THE SUPREME Court's Criminal Division for Political Office Holders yesterday ordered former prime minister Yingluck Shinawatra to stand trial on May 19 on charges of alleged negligence in failing to stop corruption and mismanagement of the rice-pledging scheme that inflicted a loss of Bt600 billion on the national coffers and the rice trade.
Supreme Court Vice President Veerapol Tangsuwan, who was selected by nine judges as presiding judge, said the case was within the court's authority and it was filed correctly in accordance with the court procedure, therefore the court has accepted the case for hearing.
If found guilty, Yingluck could face up to 10 years in prison or a fine of up to Bt20,000 or both.
Surasak Trirattrakul, the deputy chief prosecutor in charge of the case, said 13 prosecution witnesses would testify, including National Anti Corruption Commission officials and concerned state agencies. Evidence such as documents and CDs would be provided to the court.
He said a copy of the writ and the court summons would be delivered to Yingluck within seven days informing her to appear for trial at 9.30am on May 19.
The court notice can be posted at her residence without her presence.
Her failure to appear for the first hearing could lead to the court issuing an arrest warrant. He said the court would decide on whether to temporarily release her and decide on whether she could leave the country.
Prosecutors can oppose temporary release of the defendant if they suspect she may flee or tamper with witnesses. There had been no reports of witness intimidation, he added.
Asked if Yingluck can seek permission to leave the country, Prime Minister General Prayut Chan-o-cha told reporters to ask the court, as the case has to conform to justice procedures.
Prayut was in a good mood yesterday, plucking a flower from a pot on the steps of Government House and putting it into his pocket while making a metaphorical statement, "Discard withering flowers, they are old, do not pay attention.''
A source close to Yingluck said her brother and former premier Thaksin Shinawatra had telephoned her to provide moral support in fighting the case.
He said the National Council for Peace and Order wanted Yingluck to be convicted to prevent her from playing a political role for the rest of her life.
Thaksin told Yingluck it would take many years to fight a civil suit and that it would be another 45 days before the first hearing.
The Prayut government is also considering proceeding with another lawsuit against Yingluck seeking Bt600 billion in damages for losses inflicted on the country by her government's rice-pledging scheme.

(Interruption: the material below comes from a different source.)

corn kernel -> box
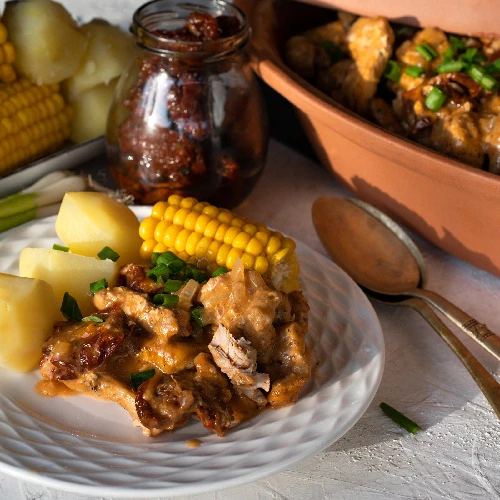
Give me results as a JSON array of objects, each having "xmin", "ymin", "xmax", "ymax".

Yingluck posted messages on her personal Facebook page after the court accepted the case, saying the case would have a significant impact on the country's economic and political systems, including farmers and people nationwide.
The case will set the norm for future governments in drawing up policies to help people.
She insisted that the rice-pledging scheme case was an economic policy that people trusted her to carry out by democratic means.
She said she had presented the policy to the people, leading to public consensus to create a fair market mechanism that would help upgrade the quality of life of farmers, who were not able to influence the price of their produce in the market.
The price mechanism was in the hands of rice buyers, she added. She said she wanted to help farmers so that they were not exploited by traders.
Yingluck said she was not given justice during investigation procedures because of political interference in the case.
The National Anti-Corruption Commission had stated that there was no evidence to show she was corrupt, colluded with or allowed corruption.
Prosecutors had not completed their investigation but had rushed to indict her despite the Attorney-General pointing out holes in the case.
She said she hoped she would be given a fair trial and opportunities to present evidence to show her innocence in the court.
She called on critics to stop making comments that would interfere with or influence the court's decision and affect the fairness of the trial.
Yingluck's lawyer, Norawit Lalang, said his legal team had yet to choose the defence witnesses as they had yet to receive the writ.
At the first hearing, they would prepare assets as required by the court to seek Yingluck's temporary release.